We don't typically use braces or other common orthodontic appliances when we fix buck teeth. Braces are designed to straighten the teeth - whereas what we are doing is correcting the posture of the face. Instead, we use a series of removable appliances for the express purpose of correcting posture.
What Most Dentists and Orthodontists Get Wrong About Fixing Buck Teeth
Unfortunately, many dentists don't recognise the role that facial and tongue posture plays in buck teeth. Because they believe that buck teeth are caused by genetics, they think that there is nothing they can do to correct them until the child has finished growing their adult teeth (around the age of 12-13).
Because they believe they have no control over the growth of the bottom jaw, they tend to correct buck teeth by pulling the front teeth back with appliances like braces. If the teeth are exceptionally crowded, they may even remove teeth. This approach achieves suboptimal results, as it fails to correct the underlying cause of buck teeth, which is a lower jaw that is positioned too far back in the face. Thus, even though the front teeth may no longer stick out, many associated conditions such as airway issues and TMJ dysfunction will persist.

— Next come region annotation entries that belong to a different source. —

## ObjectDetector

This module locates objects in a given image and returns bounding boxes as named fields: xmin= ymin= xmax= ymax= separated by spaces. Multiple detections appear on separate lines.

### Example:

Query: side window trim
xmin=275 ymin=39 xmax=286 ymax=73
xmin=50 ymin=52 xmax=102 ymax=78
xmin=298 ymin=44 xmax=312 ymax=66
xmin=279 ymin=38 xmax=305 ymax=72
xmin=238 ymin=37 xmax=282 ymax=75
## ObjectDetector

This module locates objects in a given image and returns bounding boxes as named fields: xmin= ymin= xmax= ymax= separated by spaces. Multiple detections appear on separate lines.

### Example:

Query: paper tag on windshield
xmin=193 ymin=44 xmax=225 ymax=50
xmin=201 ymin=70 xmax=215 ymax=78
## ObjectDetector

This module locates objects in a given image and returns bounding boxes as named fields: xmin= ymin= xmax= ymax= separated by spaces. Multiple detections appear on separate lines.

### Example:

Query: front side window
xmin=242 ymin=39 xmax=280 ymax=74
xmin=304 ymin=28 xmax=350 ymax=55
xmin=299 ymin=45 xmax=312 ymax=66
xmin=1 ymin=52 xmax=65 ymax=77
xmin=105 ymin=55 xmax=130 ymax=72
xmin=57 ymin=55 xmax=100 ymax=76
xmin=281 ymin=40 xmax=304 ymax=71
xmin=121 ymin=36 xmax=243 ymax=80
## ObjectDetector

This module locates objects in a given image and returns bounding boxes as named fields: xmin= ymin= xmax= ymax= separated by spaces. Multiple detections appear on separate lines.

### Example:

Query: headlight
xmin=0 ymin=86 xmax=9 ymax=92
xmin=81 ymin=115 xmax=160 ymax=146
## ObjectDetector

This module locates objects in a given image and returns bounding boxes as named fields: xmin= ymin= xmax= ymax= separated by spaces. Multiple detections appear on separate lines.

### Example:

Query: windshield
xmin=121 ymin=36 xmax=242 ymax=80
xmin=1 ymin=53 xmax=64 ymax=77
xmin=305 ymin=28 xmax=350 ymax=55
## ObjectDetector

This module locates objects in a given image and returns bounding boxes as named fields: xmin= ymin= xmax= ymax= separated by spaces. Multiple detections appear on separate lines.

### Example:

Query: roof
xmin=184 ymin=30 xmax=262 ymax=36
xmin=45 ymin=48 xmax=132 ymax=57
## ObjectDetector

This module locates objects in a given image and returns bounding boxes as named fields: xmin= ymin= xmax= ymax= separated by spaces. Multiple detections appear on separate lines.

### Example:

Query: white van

Treating Buck Teeth With Orthotropics
By comparison, orthotropics prefers to treat buck teeth from a very young age - around 6 or 7. The approach is to treat the cause rather than the symptoms - meaning orthotropics will focus on developing the jaw instead of simply straightening the teeth. Because orthotropics looks to improve the position of the jaws, it yields better results on every front from aesthetics to function.